Advantages of Lagrangian Mechanics over Newtonian Mechanics

Here, I'm going to pose a very serious list of doubts I have on Lagrangian Mechanics.

• 
  

  Can we learn Lagrangian Mechanics without studying Newtonian Mechanics?

  
  


• 
  
  

  Does Lagrangian help in solving problems easily, which generally seem to be complicated with Newtonian laws?

  
  


• 
  

  Does Lagrangian make problem solving faster?

  
  

Answer

It is necessary to study Newtonian mechanics to truly understand Lagrangian mechanics since its underlying foundation is Newtonian mechanics. It is essentially a different formulation of the same thing. In a way when doing Lagrangian mechanics you are still doing Newtonian mechanics just in the way of energy. For example, under Lagrangian mechanics, say we have a particle with some kinetic energy, ${T=\frac{1}{2}m\dot{q}^{2}}$, that is in a gravitational field, $V=mgq$. Our Lagrangian is defined as $L=T-V$, so using the Euler-Lagrange equation, ${\frac{d}{dt}\frac{\partial L}{\partial \dot{q}}-\frac{\partial L}{\partial q}=0}$, we would get $m\ddot{q}+mg=0$, which you can see is just Newton's usual sum of forces telling us in this case that the acceleration, $\ddot{q}$, here is just due to gravitational acceleration, $g$.

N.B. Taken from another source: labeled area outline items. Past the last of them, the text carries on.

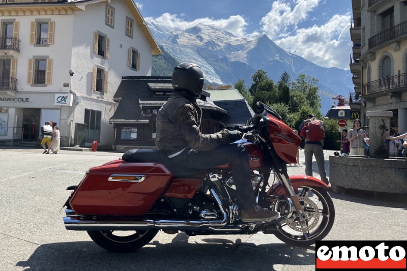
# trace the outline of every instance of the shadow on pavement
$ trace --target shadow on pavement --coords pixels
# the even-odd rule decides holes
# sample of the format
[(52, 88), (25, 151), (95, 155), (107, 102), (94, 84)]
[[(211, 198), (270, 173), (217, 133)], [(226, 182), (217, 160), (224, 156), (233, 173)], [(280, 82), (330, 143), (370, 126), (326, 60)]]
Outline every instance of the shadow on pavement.
[[(264, 237), (262, 236), (262, 237)], [(38, 247), (26, 261), (16, 266), (24, 270), (271, 270), (315, 268), (315, 248), (290, 247), (283, 244), (255, 245), (249, 242), (208, 238), (193, 243), (186, 234), (172, 242), (153, 240), (131, 253), (113, 253), (92, 242), (47, 244)], [(265, 238), (267, 238), (265, 237)], [(192, 243), (191, 244), (191, 243)]]

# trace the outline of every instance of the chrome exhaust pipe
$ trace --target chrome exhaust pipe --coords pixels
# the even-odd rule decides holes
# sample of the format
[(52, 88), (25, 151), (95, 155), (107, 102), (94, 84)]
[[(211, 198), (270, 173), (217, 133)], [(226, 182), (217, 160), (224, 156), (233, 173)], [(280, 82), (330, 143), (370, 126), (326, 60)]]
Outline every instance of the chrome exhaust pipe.
[[(66, 209), (67, 217), (64, 218), (65, 228), (71, 230), (148, 230), (152, 229), (172, 229), (181, 231), (206, 230), (216, 232), (226, 226), (229, 219), (227, 212), (218, 195), (211, 189), (212, 195), (222, 215), (220, 220), (151, 220), (103, 221), (79, 220), (78, 215), (71, 210)], [(238, 228), (225, 229), (227, 231), (240, 231)]]

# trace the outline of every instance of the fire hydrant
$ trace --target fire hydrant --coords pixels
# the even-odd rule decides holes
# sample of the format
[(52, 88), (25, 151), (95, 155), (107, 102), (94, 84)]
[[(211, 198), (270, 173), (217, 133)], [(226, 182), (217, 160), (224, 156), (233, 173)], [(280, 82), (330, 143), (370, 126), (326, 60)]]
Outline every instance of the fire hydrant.
[(97, 140), (93, 140), (92, 143), (92, 152), (96, 152), (98, 149), (98, 141)]

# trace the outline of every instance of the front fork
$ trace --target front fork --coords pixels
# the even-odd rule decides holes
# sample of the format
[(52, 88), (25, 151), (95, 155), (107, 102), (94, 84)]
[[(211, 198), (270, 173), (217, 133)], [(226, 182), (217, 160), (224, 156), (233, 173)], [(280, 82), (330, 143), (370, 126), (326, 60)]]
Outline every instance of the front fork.
[(287, 192), (288, 197), (291, 199), (293, 202), (293, 206), (294, 210), (298, 215), (298, 218), (300, 221), (306, 221), (307, 220), (307, 216), (305, 214), (305, 212), (300, 203), (300, 201), (298, 200), (298, 197), (297, 196), (294, 188), (293, 187), (293, 185), (289, 179), (289, 177), (286, 172), (280, 173), (275, 170), (274, 174), (276, 175), (277, 178), (280, 180), (284, 190)]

While this may seem like a convoluted way of getting to the same thing, you can use a different example to solve for a much more complicated system like a double pendulum [pdf link] by both methods to drive the point of why Lagrangian mechanics is the method of choice.

You can see that Lagrange mechanics provides a much more elegant and direct way of solving these complicated systems especially if you start adding in damping or driving mechanisms.

One of the attractive aspects of Lagrangian mechanics is that it can solve systems much easier and quicker than would be by doing the way of Newtonian mechanics. In Newtonian mechanics for example, one must explicitly account for constraints. However, constraints can be bypassed in Lagrangian mechanics. You can also modify the Lagrange equations pretty easily as well if you want to account for something like a driving or dissipation forces.